I abandoned all hope for CBC’s news makeover Tuesday morning when host Anne-Marie Mediwake was on the phone with the dad who’d just lost his 13-year-old son to H1N1. He was losing control and sobbing but she wouldn’t leave him any dignity or privacy. “I’m going to give you a chance to tell us how you want him remembered,” she said, or something close. He dissolved further. Then a swift shift to cheery chat with a reporter about coffee.
Hm. Being shallow and exploitative isn’t as easy as it looks at the U.S. cable networks on which CBC’s new format is modelled. They’d have known to at least fake some sympathy, conceal the egomania (“I’m going to give you a chance”) and break for an ad or somehow transition to the vacuous coffee item. If it isn’t your game, you really shouldn’t play it.
Wednesday’s flagship The National with Peter Mansbridge puffed three scare stories off the top. H1N1 (“People are getting scared …”). Another fright: Musician killed by coyotes. And, “hidden costs that may be lurking on your cellphone bill.” They were all scare, no context. When a doctor said flu cases were mainly mild, the reporter intoned, “Mild illness.” PAUSE. “Mostly.” That’s alarmism, not journalism. The cell story showed a reporter striding into a building to meet a rep for the phone firms and it was Bernard Lord, former N.B. premier and Conservative heavy. The item didn’t mention it. Perhaps some well-paid consultants from the U.S. coaching the CBC, told them, “Skip it. Nobody cares. Focus on the phones. People relate to those.”
This is all about talking down to dim, self-absorbed viewers, with weak attention spans who don’t care about complex issues or, yuck, details. About “relating'” to them. “Connect,” as Mark Kelley’s new nightly segment is called. But (with apologies to the late Johnny Cochrane) you can’t connect without respect. What you get is a parody of connection.
The CBC execs are beside themselves with the thrill of it. Their endless in-house memos rely heavily on triple exclamation marks as punctuation: “The energy in the building is palpable … The torch has been passed … We have moved from a Buick to a Ferrari …!!!” (Oddly dated images, by the way, and insulting.)

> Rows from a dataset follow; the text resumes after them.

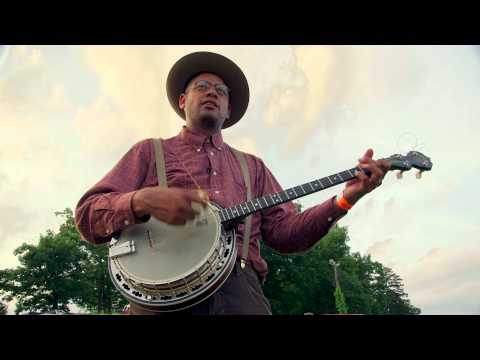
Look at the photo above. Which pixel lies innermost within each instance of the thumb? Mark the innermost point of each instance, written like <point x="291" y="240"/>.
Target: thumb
<point x="368" y="154"/>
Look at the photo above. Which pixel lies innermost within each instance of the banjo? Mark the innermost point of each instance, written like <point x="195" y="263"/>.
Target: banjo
<point x="163" y="268"/>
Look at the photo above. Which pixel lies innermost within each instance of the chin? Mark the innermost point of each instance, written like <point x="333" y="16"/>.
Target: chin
<point x="208" y="121"/>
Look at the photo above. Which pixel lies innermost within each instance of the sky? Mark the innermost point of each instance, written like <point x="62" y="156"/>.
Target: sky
<point x="68" y="114"/>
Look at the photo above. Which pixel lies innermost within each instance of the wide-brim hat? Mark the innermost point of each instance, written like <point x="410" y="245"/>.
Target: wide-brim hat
<point x="207" y="62"/>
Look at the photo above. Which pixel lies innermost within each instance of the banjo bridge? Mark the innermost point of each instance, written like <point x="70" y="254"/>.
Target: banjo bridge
<point x="122" y="249"/>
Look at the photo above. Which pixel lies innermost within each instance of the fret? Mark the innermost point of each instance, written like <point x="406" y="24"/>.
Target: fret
<point x="239" y="209"/>
<point x="222" y="215"/>
<point x="265" y="200"/>
<point x="303" y="189"/>
<point x="345" y="175"/>
<point x="272" y="198"/>
<point x="317" y="184"/>
<point x="286" y="195"/>
<point x="285" y="199"/>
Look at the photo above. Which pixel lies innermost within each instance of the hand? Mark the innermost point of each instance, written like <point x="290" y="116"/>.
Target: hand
<point x="171" y="205"/>
<point x="362" y="185"/>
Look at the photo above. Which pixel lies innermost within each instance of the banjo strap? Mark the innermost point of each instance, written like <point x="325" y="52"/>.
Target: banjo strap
<point x="248" y="220"/>
<point x="162" y="181"/>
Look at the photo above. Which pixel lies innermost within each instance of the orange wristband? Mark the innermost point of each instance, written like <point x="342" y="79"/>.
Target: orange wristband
<point x="343" y="203"/>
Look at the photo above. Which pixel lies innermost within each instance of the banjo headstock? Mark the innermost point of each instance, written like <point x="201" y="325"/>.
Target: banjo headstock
<point x="413" y="159"/>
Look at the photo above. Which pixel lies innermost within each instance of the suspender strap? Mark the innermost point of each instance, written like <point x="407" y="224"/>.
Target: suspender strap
<point x="160" y="160"/>
<point x="248" y="220"/>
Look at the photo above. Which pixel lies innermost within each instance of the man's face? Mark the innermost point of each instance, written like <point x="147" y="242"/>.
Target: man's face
<point x="206" y="102"/>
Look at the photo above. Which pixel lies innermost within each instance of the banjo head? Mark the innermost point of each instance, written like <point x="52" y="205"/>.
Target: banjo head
<point x="165" y="253"/>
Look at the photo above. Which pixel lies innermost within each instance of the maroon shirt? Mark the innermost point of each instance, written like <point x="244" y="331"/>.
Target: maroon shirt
<point x="107" y="207"/>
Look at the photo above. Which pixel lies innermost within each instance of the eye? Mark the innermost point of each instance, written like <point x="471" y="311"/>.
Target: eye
<point x="222" y="90"/>
<point x="202" y="85"/>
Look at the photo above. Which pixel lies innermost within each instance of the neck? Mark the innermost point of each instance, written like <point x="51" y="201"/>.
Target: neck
<point x="205" y="128"/>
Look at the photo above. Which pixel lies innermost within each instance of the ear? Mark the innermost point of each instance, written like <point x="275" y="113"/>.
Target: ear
<point x="229" y="111"/>
<point x="181" y="101"/>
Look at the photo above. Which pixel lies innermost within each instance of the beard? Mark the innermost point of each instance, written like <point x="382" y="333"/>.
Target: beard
<point x="209" y="122"/>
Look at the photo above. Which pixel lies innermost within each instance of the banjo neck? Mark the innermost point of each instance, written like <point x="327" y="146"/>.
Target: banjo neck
<point x="399" y="162"/>
<point x="244" y="209"/>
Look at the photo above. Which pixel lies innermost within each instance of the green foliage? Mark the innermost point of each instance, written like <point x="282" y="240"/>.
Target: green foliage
<point x="3" y="309"/>
<point x="61" y="269"/>
<point x="302" y="283"/>
<point x="340" y="303"/>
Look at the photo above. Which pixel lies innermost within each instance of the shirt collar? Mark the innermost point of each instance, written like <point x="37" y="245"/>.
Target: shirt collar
<point x="199" y="140"/>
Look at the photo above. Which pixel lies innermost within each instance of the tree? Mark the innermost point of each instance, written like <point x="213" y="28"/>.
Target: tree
<point x="60" y="270"/>
<point x="301" y="283"/>
<point x="49" y="277"/>
<point x="3" y="309"/>
<point x="340" y="303"/>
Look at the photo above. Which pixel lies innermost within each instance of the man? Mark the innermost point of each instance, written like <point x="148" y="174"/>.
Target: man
<point x="211" y="93"/>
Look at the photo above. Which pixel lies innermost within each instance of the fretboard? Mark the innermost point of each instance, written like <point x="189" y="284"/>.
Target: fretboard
<point x="249" y="207"/>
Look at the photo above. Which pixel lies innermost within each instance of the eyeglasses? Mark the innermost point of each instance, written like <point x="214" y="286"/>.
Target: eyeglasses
<point x="204" y="85"/>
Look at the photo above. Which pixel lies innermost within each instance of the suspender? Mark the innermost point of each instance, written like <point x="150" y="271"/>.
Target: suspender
<point x="162" y="181"/>
<point x="248" y="220"/>
<point x="160" y="160"/>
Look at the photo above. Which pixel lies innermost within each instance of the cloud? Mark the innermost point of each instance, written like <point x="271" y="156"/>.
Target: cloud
<point x="445" y="281"/>
<point x="246" y="144"/>
<point x="380" y="248"/>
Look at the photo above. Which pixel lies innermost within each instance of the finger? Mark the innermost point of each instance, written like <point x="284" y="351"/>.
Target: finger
<point x="361" y="176"/>
<point x="384" y="165"/>
<point x="368" y="155"/>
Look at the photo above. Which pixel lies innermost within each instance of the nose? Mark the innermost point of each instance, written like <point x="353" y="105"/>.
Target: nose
<point x="212" y="92"/>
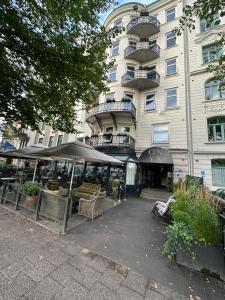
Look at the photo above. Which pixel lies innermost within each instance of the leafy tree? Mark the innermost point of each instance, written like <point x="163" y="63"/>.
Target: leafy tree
<point x="52" y="56"/>
<point x="206" y="9"/>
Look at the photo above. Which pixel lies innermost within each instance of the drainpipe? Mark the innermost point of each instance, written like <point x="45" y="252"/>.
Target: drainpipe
<point x="188" y="99"/>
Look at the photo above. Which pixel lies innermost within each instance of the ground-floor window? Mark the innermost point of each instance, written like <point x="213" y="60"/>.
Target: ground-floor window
<point x="218" y="172"/>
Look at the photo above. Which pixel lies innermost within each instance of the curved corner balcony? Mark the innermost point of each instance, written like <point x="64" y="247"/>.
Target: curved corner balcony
<point x="143" y="26"/>
<point x="142" y="52"/>
<point x="110" y="111"/>
<point x="141" y="80"/>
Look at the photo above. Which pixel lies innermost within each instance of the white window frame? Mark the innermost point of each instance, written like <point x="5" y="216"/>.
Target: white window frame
<point x="220" y="52"/>
<point x="116" y="48"/>
<point x="158" y="124"/>
<point x="167" y="34"/>
<point x="120" y="22"/>
<point x="167" y="61"/>
<point x="110" y="73"/>
<point x="170" y="9"/>
<point x="150" y="94"/>
<point x="166" y="98"/>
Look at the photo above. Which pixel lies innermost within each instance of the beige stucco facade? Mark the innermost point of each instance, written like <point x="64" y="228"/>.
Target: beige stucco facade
<point x="186" y="121"/>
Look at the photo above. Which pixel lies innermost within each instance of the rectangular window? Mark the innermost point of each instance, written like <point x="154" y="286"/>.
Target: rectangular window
<point x="50" y="142"/>
<point x="115" y="50"/>
<point x="150" y="103"/>
<point x="171" y="98"/>
<point x="128" y="96"/>
<point x="118" y="23"/>
<point x="170" y="14"/>
<point x="171" y="66"/>
<point x="209" y="24"/>
<point x="110" y="97"/>
<point x="211" y="53"/>
<point x="112" y="74"/>
<point x="171" y="39"/>
<point x="60" y="139"/>
<point x="218" y="172"/>
<point x="160" y="134"/>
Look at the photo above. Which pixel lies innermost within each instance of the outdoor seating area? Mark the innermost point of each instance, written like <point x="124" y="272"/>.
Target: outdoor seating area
<point x="53" y="194"/>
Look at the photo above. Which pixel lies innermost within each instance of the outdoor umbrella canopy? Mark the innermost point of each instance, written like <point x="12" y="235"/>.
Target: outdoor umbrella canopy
<point x="76" y="151"/>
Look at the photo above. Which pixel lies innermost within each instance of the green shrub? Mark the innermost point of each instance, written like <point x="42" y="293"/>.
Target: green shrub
<point x="30" y="188"/>
<point x="206" y="225"/>
<point x="182" y="216"/>
<point x="179" y="238"/>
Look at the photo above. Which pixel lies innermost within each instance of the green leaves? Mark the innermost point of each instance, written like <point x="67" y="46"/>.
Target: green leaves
<point x="52" y="56"/>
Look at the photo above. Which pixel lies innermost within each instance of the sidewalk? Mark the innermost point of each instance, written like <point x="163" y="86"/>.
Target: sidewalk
<point x="36" y="264"/>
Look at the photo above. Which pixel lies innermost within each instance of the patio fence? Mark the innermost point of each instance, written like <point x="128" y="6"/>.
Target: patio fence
<point x="45" y="205"/>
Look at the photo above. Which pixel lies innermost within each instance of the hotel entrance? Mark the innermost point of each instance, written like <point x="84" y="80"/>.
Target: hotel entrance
<point x="156" y="169"/>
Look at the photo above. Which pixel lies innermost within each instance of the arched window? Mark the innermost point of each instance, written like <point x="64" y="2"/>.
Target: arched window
<point x="216" y="129"/>
<point x="218" y="172"/>
<point x="213" y="90"/>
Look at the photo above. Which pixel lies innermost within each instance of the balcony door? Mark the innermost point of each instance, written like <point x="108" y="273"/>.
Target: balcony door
<point x="130" y="72"/>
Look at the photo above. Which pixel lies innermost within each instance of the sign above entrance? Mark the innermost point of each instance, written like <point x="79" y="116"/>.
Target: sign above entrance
<point x="156" y="155"/>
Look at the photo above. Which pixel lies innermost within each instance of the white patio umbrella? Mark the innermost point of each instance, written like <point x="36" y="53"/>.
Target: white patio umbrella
<point x="76" y="151"/>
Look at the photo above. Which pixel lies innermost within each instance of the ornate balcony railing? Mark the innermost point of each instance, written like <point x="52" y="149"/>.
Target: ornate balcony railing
<point x="152" y="26"/>
<point x="112" y="141"/>
<point x="112" y="107"/>
<point x="141" y="79"/>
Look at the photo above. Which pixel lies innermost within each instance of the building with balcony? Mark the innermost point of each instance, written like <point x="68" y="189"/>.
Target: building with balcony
<point x="164" y="114"/>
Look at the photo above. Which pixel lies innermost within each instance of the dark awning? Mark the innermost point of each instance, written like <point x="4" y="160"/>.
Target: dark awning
<point x="156" y="155"/>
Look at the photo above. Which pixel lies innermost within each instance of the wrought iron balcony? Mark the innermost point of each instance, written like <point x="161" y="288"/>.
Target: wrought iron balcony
<point x="142" y="52"/>
<point x="141" y="79"/>
<point x="143" y="26"/>
<point x="111" y="111"/>
<point x="111" y="141"/>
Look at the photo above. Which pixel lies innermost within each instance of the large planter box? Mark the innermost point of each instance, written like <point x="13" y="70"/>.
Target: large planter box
<point x="209" y="260"/>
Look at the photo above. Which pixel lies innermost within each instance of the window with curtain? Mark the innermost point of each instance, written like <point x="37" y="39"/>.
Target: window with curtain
<point x="171" y="66"/>
<point x="218" y="172"/>
<point x="210" y="23"/>
<point x="112" y="74"/>
<point x="115" y="49"/>
<point x="171" y="98"/>
<point x="211" y="52"/>
<point x="213" y="90"/>
<point x="160" y="134"/>
<point x="60" y="139"/>
<point x="171" y="39"/>
<point x="150" y="102"/>
<point x="216" y="129"/>
<point x="170" y="14"/>
<point x="50" y="142"/>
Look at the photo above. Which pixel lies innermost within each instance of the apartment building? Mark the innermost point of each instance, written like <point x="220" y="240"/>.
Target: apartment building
<point x="164" y="114"/>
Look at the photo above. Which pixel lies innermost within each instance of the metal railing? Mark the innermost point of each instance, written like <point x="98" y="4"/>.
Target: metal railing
<point x="142" y="45"/>
<point x="141" y="74"/>
<point x="112" y="140"/>
<point x="143" y="19"/>
<point x="111" y="107"/>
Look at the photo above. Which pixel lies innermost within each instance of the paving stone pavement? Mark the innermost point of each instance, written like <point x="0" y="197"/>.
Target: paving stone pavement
<point x="38" y="265"/>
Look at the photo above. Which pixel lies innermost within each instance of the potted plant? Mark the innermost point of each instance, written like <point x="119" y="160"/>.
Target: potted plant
<point x="30" y="191"/>
<point x="115" y="188"/>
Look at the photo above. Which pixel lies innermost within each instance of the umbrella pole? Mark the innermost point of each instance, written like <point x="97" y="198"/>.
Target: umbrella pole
<point x="35" y="170"/>
<point x="71" y="182"/>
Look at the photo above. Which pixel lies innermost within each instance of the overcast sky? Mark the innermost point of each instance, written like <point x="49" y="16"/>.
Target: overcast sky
<point x="103" y="17"/>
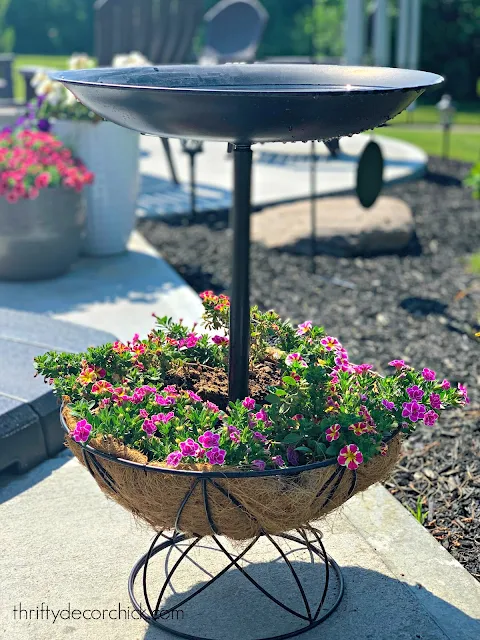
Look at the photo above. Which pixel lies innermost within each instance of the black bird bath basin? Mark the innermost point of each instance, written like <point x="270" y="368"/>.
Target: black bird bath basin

It’s as though it’s all about them: their new sets and graphics, full-page ads, U.S. consultants. Watching CBC news now feels like living inside English-language boss Richard Stursberg’s head, the man who endowed the CBC with a “factual entertainment” department. Yet, oddly it is still a public network, paid for by all of us. In ancient times, the founder of the National Film Board, John Grierson, used to remind employees daily that they were there to serve the people of Canada, not his own abundant ego. That simple thought out of Richard Stursberg’s mouth is unimaginable. Instead, the people who pay are treated as bottom-feeders not worth a reference to a former premier or a translation from the Greek in yesterday’s Olympic torch feed from Athens. (CTV had a translation.) Let them eat sets and graphics. Low-rent TVO’s nightly hour, The Agenda, now outdoes anything on CBC.
I’m not pining here for the good old days of CBC news, even if the new news makes the old news look better than it was. CBC news was always a pain in the butt. It was pompous, clichéd and had a generous bias for those with power, in business or government. But it was a serious pain that took serious time for important topics, then distorted them. You could still find some of those stories this week — Terry Milewski on the Harper prison agenda, an interview with the man who filmed the Dziekanski tasering — but they were so brief. “You can find more on our website,” barks Peter. Now here’s another scary one. What will they do when Halloween is past?
CBC’s best days as a public broadcaster were always ahead of it. Today, more than ever.